渦 第5話

誰もこんな渦と戦ってない。

自分自身では消すことはできない。

もし私以外に戦っている人がいるとするなら

消してくれる人と一緒にいるのだろう。

それを運命の人と言っているのだろうか?

誰でもよいわけではないのだ。それならとっくに

私の渦は消滅しているはずなのだ。

しかし、渦は消えるどころか強くなっているのだ。

心から好きな相手、そうでもないけど安心する相手

自分を愛してくれる相手、すれ違っただけの人、人気者

既婚者・・・。
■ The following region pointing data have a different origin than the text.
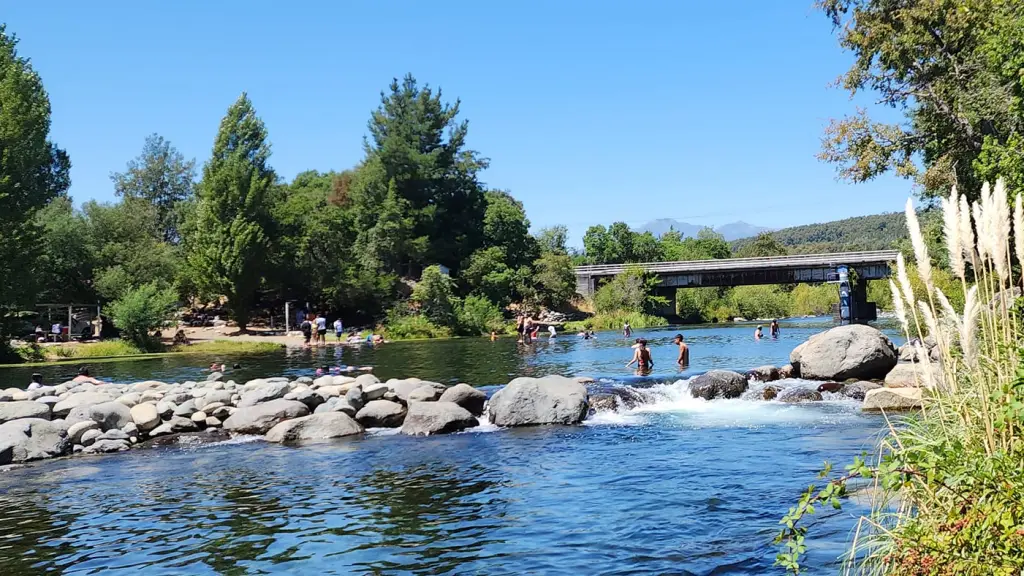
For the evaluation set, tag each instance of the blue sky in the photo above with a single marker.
(590, 112)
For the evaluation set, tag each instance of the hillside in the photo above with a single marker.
(878, 232)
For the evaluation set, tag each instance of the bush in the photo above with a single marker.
(142, 311)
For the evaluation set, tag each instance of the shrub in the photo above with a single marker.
(142, 311)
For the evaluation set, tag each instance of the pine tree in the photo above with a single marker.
(228, 242)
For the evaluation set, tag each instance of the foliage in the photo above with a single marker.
(952, 69)
(33, 172)
(229, 241)
(141, 311)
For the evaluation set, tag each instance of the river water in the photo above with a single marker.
(672, 486)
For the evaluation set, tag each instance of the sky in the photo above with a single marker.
(591, 112)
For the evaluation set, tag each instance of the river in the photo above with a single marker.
(674, 486)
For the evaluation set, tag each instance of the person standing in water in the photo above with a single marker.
(684, 351)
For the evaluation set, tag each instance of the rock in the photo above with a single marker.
(272, 391)
(467, 397)
(425, 418)
(764, 374)
(798, 394)
(857, 391)
(551, 400)
(718, 383)
(262, 417)
(845, 352)
(32, 439)
(892, 399)
(908, 375)
(111, 415)
(103, 446)
(25, 409)
(76, 430)
(145, 416)
(424, 394)
(61, 408)
(90, 436)
(176, 424)
(381, 414)
(315, 426)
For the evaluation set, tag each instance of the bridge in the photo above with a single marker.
(740, 272)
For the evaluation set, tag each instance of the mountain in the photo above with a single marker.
(733, 231)
(878, 232)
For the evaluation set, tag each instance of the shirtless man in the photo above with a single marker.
(641, 357)
(684, 351)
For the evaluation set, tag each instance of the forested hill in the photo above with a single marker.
(878, 232)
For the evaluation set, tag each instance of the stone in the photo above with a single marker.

消してくれるならどんな人でもよかったのだ。

心臓に突き刺さる重く黒い何か、手の震えと体の内側を

暴れ狂い体を突き破るような感覚と恐怖と絶望感

声にならない悲鳴は私を孤独にした。

解決されないまま、年齢は20歳を超えていた。

考えても誰も私の渦を消せないのだと諦めたとき

友が私に1人の男性を紹介したいと言ってきた。

田舎の小さなお祭りに誘われ、友と向かうと少ない50名にも満たない

住民の小さな漁村のお祭りだった。

ほとんどが高年齢の住民のなか、唯一くらい同年代であろう

男性が高年齢の女性たちの中にいた。